# Mirror casing



## Pard (May 1, 2005)

Seems it's not my week! Today I managed to smash the plastic mirror casing on the nearside of my Integra 636LS against a projecting branch avoiding a oncoming large truck on a rather narrow Cornish A-road. 

Fortunately the mirror is OK and its electric operation etc. Only the plastic wasn't quite man enough for the whack it got. Haven't contacted Eura Mobil yet, but does anyone know if the mirrors are a stock truck/bus item?


----------



## billmac (May 25, 2005)

Hi Pard,
Try http://www.a1mirrors.com/shop/ I found them very helpful

Bill


----------



## Pard (May 1, 2005)

Thanks for that, billmac. That looks like a very useful supplier, although I don't know which trucks use the particular model fitted to my Merc-based Eura Mobil - could be Iveco, not sure. 

I've discovered that the mirrors were made by Mekra Lang and they have reference number labels on them. Didn't look last night -doh! So I've emailed their UK agent and hope I shall get some useful help there. 
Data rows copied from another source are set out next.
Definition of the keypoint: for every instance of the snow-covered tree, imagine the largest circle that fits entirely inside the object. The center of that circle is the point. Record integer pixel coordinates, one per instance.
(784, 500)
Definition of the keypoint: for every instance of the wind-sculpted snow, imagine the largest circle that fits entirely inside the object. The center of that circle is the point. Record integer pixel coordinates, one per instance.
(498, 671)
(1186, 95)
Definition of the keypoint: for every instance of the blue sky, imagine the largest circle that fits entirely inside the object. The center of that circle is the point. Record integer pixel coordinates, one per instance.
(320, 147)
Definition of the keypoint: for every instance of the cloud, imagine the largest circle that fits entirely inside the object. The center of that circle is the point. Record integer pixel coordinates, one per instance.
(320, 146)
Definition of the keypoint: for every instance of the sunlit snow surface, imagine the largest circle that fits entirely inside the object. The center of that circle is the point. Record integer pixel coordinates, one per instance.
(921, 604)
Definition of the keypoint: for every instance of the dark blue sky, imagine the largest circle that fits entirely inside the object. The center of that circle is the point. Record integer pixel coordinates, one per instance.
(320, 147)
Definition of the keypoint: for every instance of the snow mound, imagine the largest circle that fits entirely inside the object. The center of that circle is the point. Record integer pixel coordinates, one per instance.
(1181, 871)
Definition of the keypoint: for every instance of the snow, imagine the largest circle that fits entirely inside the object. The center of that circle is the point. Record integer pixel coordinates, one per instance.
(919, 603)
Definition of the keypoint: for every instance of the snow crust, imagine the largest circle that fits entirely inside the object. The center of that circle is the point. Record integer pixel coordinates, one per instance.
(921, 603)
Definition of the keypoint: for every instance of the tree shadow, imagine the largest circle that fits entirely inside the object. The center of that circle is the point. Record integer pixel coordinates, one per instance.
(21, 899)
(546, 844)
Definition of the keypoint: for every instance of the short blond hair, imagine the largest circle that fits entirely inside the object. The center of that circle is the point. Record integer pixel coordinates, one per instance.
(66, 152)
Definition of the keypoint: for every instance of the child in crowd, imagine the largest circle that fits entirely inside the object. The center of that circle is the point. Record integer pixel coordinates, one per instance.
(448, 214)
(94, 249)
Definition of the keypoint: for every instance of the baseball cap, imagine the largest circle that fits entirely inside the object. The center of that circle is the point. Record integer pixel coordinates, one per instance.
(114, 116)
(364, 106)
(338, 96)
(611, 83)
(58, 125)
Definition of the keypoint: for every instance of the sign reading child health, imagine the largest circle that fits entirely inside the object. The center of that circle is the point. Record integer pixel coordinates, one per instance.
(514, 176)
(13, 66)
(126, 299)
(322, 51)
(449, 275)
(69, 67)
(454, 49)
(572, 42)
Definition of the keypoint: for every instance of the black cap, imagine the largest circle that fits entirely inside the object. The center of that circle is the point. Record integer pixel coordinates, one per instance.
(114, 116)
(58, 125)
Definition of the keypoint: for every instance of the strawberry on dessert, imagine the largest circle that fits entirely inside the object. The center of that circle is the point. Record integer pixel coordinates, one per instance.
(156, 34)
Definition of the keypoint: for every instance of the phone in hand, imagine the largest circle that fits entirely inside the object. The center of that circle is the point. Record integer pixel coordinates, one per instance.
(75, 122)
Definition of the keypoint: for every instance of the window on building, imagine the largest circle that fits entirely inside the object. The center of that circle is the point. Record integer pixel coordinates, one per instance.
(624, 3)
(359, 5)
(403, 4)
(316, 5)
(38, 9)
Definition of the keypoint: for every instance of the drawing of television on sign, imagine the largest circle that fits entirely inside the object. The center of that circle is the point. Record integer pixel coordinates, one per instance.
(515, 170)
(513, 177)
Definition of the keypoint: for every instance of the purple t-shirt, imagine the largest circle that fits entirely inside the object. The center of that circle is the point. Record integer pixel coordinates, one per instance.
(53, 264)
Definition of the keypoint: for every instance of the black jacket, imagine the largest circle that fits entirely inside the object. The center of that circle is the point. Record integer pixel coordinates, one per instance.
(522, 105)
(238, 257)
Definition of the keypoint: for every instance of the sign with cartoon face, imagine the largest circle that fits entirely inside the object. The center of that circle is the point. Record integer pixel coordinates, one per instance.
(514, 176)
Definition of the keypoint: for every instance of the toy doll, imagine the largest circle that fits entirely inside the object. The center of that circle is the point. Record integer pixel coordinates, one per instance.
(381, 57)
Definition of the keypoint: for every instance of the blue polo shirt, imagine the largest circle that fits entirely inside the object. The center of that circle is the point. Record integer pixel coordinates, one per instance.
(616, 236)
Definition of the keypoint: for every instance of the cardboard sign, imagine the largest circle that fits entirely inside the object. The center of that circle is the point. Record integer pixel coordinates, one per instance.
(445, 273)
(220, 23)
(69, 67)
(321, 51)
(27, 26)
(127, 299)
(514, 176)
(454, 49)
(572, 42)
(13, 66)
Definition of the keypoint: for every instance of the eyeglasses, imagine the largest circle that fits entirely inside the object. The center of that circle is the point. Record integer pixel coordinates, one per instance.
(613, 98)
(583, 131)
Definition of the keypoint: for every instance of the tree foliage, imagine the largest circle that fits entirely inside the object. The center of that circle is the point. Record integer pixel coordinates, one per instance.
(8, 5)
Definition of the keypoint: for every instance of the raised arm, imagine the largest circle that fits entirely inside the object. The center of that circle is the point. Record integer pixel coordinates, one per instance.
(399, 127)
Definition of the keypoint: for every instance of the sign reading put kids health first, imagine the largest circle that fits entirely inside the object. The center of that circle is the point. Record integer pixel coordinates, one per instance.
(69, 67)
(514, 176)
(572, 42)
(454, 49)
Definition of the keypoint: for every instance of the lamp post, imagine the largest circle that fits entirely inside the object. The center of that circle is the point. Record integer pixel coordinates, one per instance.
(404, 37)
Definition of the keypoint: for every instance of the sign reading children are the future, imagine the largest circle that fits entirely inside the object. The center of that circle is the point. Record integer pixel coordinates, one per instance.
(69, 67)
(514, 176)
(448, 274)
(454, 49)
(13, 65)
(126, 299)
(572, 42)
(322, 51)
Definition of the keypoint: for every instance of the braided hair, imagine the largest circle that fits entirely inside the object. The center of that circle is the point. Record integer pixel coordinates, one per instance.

If I get nowhere the supplier you noted looks worth a try - by phone, I guess, as the mirrors on the website are all complete ones, and I'm hoping I can just buy a casing.

Terry


----------



## billmac (May 25, 2005)

On my Hymer the DAF/MAN/ERF http://www.a1mirrors.com/shop/cart.php?target=product&product_id=23&category_id=1 did the job as its only the mounting bar diameter that is critical. I know you only want the casing so it may be worth giving them a ring.
If you need to replace an all electric one any time although they lorry ones are 24 volt on control and heating but these will work ok on 12 volt and are a lot cheaper than dealer supplied units.

Trust you get it sorted.

Bill.


----------



## wilse (Aug 10, 2007)

If you have Mekra Lang mirrors you can try here blind spot mirrors
I think it Sharon to speak to, have your code numbers to hand.

I had to buy one for our truck, it was around £24. They also do chinese copies for around £6, but you may have to glue them on as the fittings are different.

On ours Adria, it uses the same as Hymer & Burstner... as well as MAN lorries.
The pole size is 28mm from memory.

hth

w


----------



## Pard (May 1, 2005)

Thanks to all who responded. I managed to track down Mekra Lang UK who referred me to a local supplier, Big Wheels Services of Roche near St Austell, who obtained the part by the following day - pretty good service. I'm almost £27 the poorer, but who thought running a motorhome was a cheap pastime? (Especially when you have a too-close relationship with hedgerows)


----------